Can I make substitutions?
- You can try this as muffins – scoop about 1/4 cup batter into muffin liners in a muffin and bake at 350° for 15-18 minutes, until the tops look set, dry and an even pale yellow.
- Add chopped (and seeded, if you like less heat) jalapenos.
- Add cooked, chopped bacon, sliced scallions or diced red pepper for savory options.
- Try adding 1 tablespoon cinnamon to go a little sweeter.
- Add 1/2 cup blueberries (with or without the cinnamon) for a delicious Paleo plantain recipe that’s as good for breakfast as it would be topped with spicy pulled pork.
- Want make almond flour plantain bread? Replace the coconut flour with 1.5 cups superfine blanched almond flour (not almond meal), sifted into the bowl. Proceed with the recipe as is. Store in the fridge for up to 5 days.
- Want to make cassava flour plantain bread? Replace the coconut flour with 3/4 cup of cassava flour, sifted into the bowl. Proceed with the recipe as is but check the bread after it’s had 25 minutes total in the oven as it might be ready. If not, give it another 5-10 minutes and check again. Store in the fridge for up to 5 days.
Can I make this ahead of time?
Yep, you can store this gluten-free Paleo plantain bread in the fridge for up to 5 days.
Can I freeze it?
Yep, you can freeze it, tightly wrapped in an airtight container, for up to 3 months. Thaw overnight in the fridge.
Are plantains paleo?
Yep! Plantains are a fruit related to the banana.
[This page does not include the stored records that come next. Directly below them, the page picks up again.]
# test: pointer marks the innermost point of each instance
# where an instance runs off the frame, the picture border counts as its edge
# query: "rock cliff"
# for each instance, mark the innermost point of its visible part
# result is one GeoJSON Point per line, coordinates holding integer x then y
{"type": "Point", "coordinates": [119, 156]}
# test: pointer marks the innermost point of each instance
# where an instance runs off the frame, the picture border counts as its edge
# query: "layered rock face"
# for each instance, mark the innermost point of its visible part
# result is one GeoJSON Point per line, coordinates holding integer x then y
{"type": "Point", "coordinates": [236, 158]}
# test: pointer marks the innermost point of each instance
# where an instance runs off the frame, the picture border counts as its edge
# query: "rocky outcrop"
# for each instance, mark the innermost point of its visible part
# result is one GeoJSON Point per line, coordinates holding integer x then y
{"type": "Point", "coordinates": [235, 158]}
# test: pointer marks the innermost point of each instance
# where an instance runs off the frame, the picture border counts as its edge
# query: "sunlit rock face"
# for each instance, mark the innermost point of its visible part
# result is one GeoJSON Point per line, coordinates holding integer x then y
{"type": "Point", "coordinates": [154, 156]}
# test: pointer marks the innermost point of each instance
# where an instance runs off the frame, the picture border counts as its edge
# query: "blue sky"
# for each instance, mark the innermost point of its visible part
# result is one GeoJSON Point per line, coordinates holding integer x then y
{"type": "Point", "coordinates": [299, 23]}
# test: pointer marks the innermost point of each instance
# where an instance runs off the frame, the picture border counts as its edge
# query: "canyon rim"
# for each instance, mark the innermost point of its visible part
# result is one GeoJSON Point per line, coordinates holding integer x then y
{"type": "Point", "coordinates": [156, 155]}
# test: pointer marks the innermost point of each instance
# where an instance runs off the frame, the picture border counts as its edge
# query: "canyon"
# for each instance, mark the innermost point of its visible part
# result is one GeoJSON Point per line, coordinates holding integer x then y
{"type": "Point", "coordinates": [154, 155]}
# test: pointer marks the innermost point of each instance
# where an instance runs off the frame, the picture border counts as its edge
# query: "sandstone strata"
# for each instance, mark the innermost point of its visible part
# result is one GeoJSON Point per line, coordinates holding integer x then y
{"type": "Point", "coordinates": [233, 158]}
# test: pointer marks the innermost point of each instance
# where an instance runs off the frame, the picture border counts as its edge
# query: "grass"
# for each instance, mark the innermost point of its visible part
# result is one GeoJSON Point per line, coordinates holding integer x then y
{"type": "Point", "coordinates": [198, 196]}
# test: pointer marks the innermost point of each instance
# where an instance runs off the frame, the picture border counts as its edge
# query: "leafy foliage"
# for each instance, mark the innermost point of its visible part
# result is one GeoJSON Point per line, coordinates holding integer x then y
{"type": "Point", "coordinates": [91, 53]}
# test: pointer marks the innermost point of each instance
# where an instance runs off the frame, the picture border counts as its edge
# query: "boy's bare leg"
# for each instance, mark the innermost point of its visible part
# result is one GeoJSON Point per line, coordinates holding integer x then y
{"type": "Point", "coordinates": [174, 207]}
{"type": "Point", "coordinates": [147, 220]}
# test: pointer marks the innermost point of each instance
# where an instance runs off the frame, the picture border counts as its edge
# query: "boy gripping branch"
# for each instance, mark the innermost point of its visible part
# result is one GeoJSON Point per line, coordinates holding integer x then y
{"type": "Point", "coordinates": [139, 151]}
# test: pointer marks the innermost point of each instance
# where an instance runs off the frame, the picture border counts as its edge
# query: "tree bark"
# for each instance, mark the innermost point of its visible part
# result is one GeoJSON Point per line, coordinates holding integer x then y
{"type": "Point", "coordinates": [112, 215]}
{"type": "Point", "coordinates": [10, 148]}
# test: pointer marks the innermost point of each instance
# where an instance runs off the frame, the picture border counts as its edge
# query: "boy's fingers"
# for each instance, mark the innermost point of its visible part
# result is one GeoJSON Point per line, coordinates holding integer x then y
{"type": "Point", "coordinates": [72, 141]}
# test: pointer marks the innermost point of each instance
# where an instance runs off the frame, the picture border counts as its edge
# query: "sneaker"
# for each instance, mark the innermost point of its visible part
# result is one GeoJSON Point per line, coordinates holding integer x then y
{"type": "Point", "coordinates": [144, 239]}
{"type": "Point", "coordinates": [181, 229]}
And since the Paleo diet is all about eating whole, unprocessed, nutrient-dense foods, plantains are a welcome part of the diet.
Are plantains gluten-free?
Yep. Gluten is a protein found in certain grains like wheat, barley and rye. Because plantains are a fruit, they don’t contain any of those grains and are therefore gluten-free (and grain-free).
Are plantains healthy?
Plantains contain resistance starch, which helps feed the good bacteria in your gut. And their fiber content helps keep you regular. They also have a low glycemic index and are a good source of potassium, vitamin C and vitamin A.
Read more about their nutrition here.
Other recipes you might like:
Paleo Plantain Bread (gluten-free)
- Heat the oven to 350°. Generously grease an 8x8" glass baking dish.
- Trim the ends off the plantains. Using a paring knife, slice lengthwise down each plantain to cut through the peel (and only the peel, don't cut too deeply). Remove from the peels, slice in half lengthwise, slice in half lengthwise again into 4 long pieces, and slice them crosswise into small pieces.
- Toss the plantains into the bowl of a food processor. Crack in the eggs. Add the salt, baking soda and vinegar. Blitz until smooth, occasionally scraping down the sides of the bowl. The batter should be like thick pancake batter. It may have tiny black specks from the plantains.
- Scrape the batter into the greased baking dish and slide into the oven. Bake for 30-35 minutes. The edges will be brown and the top should look dry and an even shade of pale yellow. If it looks moist or darker in the middle, it's not ready yet.
- Remove from the oven and let cool slightly before cutting.